Coroutines reduce readability

A recent email thread was brought to my attention which suggested adding greenlet-style coroutines to the Python standard library. I felt like this would be a good time to go into why coroutines are a bad idea.

"Readability counts."

Many keyboards have been worn out debating how to make code more readable, and what affects readability. One of the reasons I've enjoyed using Python so much is that it doesn't fight (much) my efforts to write code that's easy to read. Proponents of coroutines, as used in libraries such as gevent, have claimed that a major advantage is that they make networking code easier to read, compared to other concurrency mechanisms such as generators or callbacks. I am going to argue instead that coroutines make code harder to read. Before I get into that, I'm going to propose this definition of readability:

A program is readable when you can look at its code and understand what it does.

Note particularly that this is different from looking at code and understanding what the author intended the program to do. Readability counts most when you're reading code that doesn't work (such as when debugging) or code that might not work the way it should (such as when doing a security audit). Designing for readability means designing for adversarial review of code.

As Mark Miller and Dave Herman have pointed out, when first learning to program in a language like Python, there are some basic assumptions we make about control flow. The main one I want to talk about here is that it's possible to understand what happens when you call a function by reading the code of the function.

Consider this trivial example.

self._foo.a = self._foo.b
self._foo.b = baz()

Suppose you want to determine whether any code can see self or self._foo while its internal attributes are disarranged — in this case, the time during which its a and b attributes are set to the same value. Normally in Python we'd be able to answer this question by reading the source for baz. However, in the presence of coroutines this isn't sufficient! If baz, or anything it calls, invokes something that causes the current coroutine to suspend, then any other code can be invoked at that point, thus making it impossible to keep this internal mutation from being exposed.

"In the face of ambiguity, refuse the temptation to guess."

There's many different situations where this sort of problem arises. In general, any kind of imperative code needs to be able to preserve invariants for its data structures, while still being able to do work that might temporarily violate those invariants. This is why Python has the with and try/finally structures; being able to express some level of transaction-like behaviour is useful, so you can worry about cleanup and invariants at a single place.

These are only useful for operations that aren't extended in time, however. When using coroutines, it's possible to write code where finally blocks don't get a chance to run before something in another coroutine interferes. More distressingly, the finally block may not run at all! When a coroutine is suspended, there's no guarantee it will be resumed before the program terminates.

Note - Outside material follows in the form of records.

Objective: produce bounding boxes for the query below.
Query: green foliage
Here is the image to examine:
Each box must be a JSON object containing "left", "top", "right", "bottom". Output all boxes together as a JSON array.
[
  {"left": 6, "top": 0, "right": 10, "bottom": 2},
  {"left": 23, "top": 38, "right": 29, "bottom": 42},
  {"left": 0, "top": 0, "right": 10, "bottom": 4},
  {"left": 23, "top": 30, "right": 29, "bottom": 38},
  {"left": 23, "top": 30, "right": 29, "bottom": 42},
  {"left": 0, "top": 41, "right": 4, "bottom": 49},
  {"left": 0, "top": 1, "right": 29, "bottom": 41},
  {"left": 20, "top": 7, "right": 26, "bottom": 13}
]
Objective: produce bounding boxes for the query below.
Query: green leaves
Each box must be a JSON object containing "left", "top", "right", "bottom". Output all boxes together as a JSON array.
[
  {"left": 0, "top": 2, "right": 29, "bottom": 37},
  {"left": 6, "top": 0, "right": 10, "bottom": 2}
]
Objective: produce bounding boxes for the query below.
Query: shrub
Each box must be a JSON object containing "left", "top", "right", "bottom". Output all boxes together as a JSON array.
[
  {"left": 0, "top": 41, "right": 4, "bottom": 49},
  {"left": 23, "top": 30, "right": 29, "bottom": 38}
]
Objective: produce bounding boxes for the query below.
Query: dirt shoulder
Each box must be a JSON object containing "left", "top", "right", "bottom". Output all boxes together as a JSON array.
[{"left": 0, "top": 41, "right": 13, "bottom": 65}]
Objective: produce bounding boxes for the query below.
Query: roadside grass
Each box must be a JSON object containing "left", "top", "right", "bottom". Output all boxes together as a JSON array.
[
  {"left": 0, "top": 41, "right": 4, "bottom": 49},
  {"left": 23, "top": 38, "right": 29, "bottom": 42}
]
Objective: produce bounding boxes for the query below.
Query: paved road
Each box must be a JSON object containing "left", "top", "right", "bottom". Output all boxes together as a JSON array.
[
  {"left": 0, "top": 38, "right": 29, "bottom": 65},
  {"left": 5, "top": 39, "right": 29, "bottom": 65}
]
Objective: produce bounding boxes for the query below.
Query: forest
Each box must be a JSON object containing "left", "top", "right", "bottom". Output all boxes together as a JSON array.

If this sounds a lot like using threads, it's because it is. Coroutines are a form of threads; they're the foundation for what are called "green threads" in some language runtimes, such as early versions of Java and Ruby. The problems with threads are well documented, and various tools developed to deal with the problems they introduce, such as mutexes, locks, and queues. Not all coroutine libraries provide these tools, and the ones that do don't encourage their pervasive use. The only salient difference in behavior is that OS-provided threads can be interrupted at more points. On the other hand, OS threads can be scheduled on multiple processors at once, providing parallelism. So, in conclusion: coroutines are strictly worse than threads, because they have the same kinds of problems (non-determinism, loss of code readability) and do not offer any unique advantages.

Superior options for concurrency are use of Deferreds to manage callbacks, or generators. The primary historical objection to callbacks is the "pyramid of doom", where functions get nested to ridiculous depths. Deferreds make callback-invoking code composable, and help flatten out the functions used, as David Reid has ably shown. Use of callbacks/Deferreds lets you keep all your normal assumptions about control flow. Invoking a function can return a Deferred, but it can't do anything to suspend your code calling it. Once a function is exited, it can't be re-entered without calling it again. So in a very useful sense, Deferreds make concurrent code much more readable.

Generators let you keep most of your assumptions, but they add an extra rule: a function can be suspended and (maybe) later re-entered when a yield keyword is encountered. This provides the same amount of information as callbacks, but does enable some cases that require a good bit more squinting and head-scratching to figure out.

I believe that better syntax can provide the convenience of generators and the clarity benefits of Deferreds. More about that in a future post.